The DPDPA (Digital Personal Data Protection Act) mandates stringent safeguards for AI training datasets, requiring explicit consent for data collection and imposing severe penalties. The Act has placed a huge compliance burden on companies specially SMEs. It imposes stringent requirements: explicit consent management, appointment of Data Protection Officers, maintaining detailed audit logs, and robust grievance redressal mechanisms.
According to the Data Security Council of India’s Cyber Threat Report 2025 India faced significant malware activity. In 2024, India recorded 369.01 million malware detections across 8.44 million endpoints, averaging 702 detections per minute. Healthcare was the most targeted sector (21.82% of attacks, up from 15% in 2023), driven by medical data’s high value and healthcare systems’ critical nature, increasing ransom payment likelihood. Hospitality (19.6%) and banking (17.4%) were also heavily targeted due to their handling of large volumes of personal and financial data.
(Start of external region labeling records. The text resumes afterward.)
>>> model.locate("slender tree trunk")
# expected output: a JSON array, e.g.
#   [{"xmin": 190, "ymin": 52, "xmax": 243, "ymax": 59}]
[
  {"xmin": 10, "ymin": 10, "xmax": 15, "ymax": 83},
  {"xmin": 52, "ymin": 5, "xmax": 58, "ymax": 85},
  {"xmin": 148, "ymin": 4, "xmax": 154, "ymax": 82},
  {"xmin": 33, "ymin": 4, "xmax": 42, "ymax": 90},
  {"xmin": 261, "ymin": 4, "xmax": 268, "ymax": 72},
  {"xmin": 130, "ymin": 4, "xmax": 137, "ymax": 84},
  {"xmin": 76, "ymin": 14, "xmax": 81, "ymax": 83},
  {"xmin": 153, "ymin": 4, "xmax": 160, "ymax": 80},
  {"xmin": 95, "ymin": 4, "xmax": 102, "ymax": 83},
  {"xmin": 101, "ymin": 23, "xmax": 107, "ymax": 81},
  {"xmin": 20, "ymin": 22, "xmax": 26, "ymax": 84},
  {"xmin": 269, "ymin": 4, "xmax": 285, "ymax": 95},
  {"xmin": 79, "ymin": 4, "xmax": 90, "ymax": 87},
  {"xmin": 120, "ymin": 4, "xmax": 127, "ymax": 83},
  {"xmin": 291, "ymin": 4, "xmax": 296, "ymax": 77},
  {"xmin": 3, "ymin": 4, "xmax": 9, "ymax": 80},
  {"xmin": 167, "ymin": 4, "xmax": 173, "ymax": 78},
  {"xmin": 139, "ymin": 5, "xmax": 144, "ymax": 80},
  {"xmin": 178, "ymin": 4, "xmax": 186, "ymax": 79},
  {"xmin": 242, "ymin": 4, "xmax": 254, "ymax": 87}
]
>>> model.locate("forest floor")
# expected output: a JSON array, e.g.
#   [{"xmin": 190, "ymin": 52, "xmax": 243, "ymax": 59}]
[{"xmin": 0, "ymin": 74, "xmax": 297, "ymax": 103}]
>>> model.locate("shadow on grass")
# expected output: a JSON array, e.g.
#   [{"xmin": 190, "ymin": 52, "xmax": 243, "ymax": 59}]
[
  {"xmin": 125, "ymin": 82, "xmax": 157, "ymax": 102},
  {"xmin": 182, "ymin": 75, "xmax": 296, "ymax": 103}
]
The DPDPA Act, 2023 enforces strict penalties for violations going up to Rs250 crore for failing to implement security safeguards to non-reporting of breaches. It mandates explicit user consent before processing personal data, requiring companies to redesign interfaces for clear, informed consent processes. Organizations must provide simplified notices detailing data usage and storage, and implement mechanisms allowing users to withdraw consent at any time. These are particularly burdensome for small businesses and startups, which may lack the resources and expertise to comply fully.